Bad because it is a complication. Because it is problematic and the
problems require solutions at the expense of further complication.
Because the complication is not euphonic and so, because the solutions
are never perfect, the inevitable faults aren't musical.

The issue is strongly linked to another. Some believe that domestic
audio systems should be excluded from the category of musical
instrument, on the grounds that their function is merely to reproduce.
It follows from this premise that performance can be measured in terms
of deviations from some original music that happened somewhere else,
or at a different time, or both. Performance measured by such criteria
is always improved by any reduction in the sum of deviations.
Perfection is guaranteed if every deviation is zero, and hence the sum
of deviations is also zero.
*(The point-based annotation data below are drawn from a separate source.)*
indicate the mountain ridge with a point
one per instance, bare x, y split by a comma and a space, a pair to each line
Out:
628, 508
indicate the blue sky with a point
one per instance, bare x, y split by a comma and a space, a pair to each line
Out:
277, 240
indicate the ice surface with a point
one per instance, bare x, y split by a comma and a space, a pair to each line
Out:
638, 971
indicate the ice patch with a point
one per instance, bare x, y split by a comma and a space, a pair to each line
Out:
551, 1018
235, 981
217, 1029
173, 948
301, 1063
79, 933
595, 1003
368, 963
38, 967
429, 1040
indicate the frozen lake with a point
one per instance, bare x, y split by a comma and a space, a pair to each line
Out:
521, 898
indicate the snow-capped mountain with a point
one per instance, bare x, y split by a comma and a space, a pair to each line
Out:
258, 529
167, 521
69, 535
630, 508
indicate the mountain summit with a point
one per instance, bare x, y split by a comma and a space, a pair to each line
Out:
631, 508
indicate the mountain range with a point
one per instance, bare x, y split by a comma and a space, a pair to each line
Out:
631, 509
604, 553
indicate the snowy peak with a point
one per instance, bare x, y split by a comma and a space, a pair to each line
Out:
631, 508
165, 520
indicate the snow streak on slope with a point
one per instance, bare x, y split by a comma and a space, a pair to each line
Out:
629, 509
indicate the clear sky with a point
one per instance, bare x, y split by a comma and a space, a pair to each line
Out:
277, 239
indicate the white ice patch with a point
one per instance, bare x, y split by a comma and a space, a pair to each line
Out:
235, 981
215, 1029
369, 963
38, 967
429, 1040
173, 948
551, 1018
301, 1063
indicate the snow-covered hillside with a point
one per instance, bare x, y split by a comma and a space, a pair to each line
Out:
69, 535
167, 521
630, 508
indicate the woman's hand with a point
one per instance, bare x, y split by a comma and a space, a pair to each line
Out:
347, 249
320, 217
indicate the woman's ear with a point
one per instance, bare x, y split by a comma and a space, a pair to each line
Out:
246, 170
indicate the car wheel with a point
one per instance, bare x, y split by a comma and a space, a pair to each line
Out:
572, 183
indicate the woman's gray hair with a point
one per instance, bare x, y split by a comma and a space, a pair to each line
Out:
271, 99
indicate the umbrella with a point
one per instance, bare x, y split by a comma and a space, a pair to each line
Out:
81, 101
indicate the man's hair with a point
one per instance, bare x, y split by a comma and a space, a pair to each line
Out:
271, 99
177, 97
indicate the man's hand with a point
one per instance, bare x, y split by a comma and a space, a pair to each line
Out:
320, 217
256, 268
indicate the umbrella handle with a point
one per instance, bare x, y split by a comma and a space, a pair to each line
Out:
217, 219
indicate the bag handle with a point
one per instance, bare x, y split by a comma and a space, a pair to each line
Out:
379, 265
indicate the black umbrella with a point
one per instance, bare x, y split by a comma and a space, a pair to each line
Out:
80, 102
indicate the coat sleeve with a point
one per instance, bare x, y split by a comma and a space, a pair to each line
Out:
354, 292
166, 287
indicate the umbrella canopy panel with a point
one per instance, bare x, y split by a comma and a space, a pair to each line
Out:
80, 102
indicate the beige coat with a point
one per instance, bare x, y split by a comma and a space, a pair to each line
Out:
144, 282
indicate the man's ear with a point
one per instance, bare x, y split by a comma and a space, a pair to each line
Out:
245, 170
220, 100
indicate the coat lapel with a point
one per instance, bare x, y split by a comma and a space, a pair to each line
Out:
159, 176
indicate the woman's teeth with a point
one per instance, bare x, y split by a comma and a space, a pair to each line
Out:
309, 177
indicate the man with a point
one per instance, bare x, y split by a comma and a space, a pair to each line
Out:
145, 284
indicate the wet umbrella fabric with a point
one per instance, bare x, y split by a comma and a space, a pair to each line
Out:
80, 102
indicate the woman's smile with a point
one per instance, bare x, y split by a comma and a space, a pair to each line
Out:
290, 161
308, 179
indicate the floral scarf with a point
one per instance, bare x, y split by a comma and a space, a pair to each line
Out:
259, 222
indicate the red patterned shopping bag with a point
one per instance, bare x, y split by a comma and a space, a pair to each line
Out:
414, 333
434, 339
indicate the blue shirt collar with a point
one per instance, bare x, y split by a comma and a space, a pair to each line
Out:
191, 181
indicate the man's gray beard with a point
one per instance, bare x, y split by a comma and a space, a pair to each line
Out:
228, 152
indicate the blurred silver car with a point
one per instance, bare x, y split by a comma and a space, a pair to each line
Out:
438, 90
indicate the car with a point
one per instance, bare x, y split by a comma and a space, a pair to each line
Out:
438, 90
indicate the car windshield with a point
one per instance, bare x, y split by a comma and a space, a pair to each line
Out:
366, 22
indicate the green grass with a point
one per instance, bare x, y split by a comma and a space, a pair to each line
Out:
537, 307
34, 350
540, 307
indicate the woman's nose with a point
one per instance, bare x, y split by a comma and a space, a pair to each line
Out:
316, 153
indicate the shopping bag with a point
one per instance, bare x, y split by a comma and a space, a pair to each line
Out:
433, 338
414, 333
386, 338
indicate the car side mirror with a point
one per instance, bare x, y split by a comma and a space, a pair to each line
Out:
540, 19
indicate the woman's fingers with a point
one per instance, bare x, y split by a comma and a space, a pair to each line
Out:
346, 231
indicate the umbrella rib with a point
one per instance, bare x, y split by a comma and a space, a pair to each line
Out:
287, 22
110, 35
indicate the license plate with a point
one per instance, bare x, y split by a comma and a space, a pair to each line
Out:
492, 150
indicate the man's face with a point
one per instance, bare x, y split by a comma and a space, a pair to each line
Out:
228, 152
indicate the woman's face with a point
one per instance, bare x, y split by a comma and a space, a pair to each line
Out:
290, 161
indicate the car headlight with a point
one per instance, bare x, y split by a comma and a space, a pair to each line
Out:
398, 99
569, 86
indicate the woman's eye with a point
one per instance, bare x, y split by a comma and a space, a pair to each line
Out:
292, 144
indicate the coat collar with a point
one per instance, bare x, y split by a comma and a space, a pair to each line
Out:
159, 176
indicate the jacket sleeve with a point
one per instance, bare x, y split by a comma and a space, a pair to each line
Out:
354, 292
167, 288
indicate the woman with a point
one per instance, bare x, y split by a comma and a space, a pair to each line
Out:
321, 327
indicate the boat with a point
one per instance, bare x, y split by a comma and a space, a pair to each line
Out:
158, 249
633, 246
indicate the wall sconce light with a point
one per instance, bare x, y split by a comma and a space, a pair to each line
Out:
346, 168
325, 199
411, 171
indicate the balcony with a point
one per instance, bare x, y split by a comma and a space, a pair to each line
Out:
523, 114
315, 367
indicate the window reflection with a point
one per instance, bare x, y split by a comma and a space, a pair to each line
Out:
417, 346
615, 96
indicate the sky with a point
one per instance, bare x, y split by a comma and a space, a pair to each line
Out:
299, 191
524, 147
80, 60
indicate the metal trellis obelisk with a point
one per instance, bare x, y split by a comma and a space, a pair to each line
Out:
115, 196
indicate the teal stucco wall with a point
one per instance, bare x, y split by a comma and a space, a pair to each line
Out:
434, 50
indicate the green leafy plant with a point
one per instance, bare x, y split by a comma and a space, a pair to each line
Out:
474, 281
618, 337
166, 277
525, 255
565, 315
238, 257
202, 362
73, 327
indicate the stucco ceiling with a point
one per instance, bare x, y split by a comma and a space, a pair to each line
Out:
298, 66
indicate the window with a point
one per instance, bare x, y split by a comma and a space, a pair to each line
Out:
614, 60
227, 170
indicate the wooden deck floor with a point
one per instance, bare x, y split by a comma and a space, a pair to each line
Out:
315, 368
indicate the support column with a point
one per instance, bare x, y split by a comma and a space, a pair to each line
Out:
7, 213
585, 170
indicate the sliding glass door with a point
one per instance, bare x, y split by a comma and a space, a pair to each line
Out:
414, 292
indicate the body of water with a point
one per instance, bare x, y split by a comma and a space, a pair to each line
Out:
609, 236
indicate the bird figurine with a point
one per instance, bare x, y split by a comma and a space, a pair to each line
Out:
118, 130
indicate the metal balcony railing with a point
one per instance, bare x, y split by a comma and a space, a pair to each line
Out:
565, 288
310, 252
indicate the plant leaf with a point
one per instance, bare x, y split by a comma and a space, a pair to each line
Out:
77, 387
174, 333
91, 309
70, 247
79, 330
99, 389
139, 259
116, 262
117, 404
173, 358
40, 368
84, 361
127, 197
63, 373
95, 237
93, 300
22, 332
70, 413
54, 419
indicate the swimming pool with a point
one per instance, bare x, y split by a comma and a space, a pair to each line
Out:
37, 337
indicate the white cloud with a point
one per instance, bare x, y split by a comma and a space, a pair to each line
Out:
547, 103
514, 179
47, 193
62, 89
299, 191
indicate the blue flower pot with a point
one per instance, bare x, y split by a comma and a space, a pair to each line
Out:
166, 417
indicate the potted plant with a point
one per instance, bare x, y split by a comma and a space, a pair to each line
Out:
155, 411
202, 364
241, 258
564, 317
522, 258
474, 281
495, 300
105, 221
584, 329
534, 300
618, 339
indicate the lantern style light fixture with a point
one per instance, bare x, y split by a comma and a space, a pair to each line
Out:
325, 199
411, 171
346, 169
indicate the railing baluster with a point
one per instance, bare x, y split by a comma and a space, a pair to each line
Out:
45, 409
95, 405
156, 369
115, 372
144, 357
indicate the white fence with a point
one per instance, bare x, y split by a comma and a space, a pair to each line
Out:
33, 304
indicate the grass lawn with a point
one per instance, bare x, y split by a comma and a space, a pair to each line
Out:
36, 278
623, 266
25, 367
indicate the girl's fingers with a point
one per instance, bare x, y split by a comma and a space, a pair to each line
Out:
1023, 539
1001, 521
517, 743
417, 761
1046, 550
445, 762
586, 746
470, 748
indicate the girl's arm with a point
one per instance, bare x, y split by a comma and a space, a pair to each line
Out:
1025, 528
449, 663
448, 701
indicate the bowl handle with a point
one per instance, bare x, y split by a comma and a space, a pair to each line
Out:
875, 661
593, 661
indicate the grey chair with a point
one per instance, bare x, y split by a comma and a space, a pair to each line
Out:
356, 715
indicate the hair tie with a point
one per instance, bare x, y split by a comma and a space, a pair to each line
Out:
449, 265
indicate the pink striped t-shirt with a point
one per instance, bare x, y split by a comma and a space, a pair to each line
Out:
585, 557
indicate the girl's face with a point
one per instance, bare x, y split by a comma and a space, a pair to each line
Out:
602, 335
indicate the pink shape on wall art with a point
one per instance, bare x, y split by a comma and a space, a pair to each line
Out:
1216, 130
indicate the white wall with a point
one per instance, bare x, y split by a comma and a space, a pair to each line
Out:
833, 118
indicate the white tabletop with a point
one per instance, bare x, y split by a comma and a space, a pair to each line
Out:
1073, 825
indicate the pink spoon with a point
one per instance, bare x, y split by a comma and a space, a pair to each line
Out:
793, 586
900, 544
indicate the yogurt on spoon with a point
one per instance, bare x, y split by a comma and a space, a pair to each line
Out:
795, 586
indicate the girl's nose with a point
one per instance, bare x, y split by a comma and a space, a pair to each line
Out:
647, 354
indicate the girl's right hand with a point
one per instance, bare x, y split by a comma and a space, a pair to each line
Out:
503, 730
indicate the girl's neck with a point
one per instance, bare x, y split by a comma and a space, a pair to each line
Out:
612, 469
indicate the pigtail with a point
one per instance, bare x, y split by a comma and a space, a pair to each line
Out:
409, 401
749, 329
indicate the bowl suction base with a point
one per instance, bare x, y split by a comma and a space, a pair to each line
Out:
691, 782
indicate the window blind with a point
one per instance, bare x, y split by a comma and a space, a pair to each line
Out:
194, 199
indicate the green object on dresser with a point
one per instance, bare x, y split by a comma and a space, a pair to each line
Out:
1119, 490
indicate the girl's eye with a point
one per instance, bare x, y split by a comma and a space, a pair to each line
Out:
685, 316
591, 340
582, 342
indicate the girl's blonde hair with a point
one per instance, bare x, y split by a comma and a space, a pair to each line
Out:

Such perfection cannot be achieved without
feedback, and in reality so far feedback has been found necessary to
get even close.

Several problems arise from that view. Such perfection is not actually
possible: deviation is never quite zero. On the simple face of this,
there is no agreed method of combining various deviations, or kinds of
distortion, into a single measure. Hence there is no single measure of
quality. As a simple example, if I can reduce 2H distortion by 20dB at
the expense of creating 3dB of extra 7H and a spot of crossover
distortion, is that an improvement? Or a matter of taste...perhaps
even statistically average taste? Second, rather less simply, it is
close to self-evident to say that the idea of reproducing the sound of
a symphony orchestra or a rock concert in my room is impossible. Two
speakers in this room is just never going to do that. Now, it is
possible to see this in terms of error, as an engineer might, and end
up with another matter of taste.

I believe there is a serious philosophical question behind all this. I
don't actually *want* a reproduction. Music is music...it is
indubitably here in my room...my system is making actual real music.
Judging it by the sum of differences is just not appropriate. Fidelity
is not the same thing as precision. I want my music to be coherent *in
its own right*, to have its own spirit and life. I want to hear the
music the musicians play, not what they measure. That is not a matter
of taste, but one that begs philosophical interpretation.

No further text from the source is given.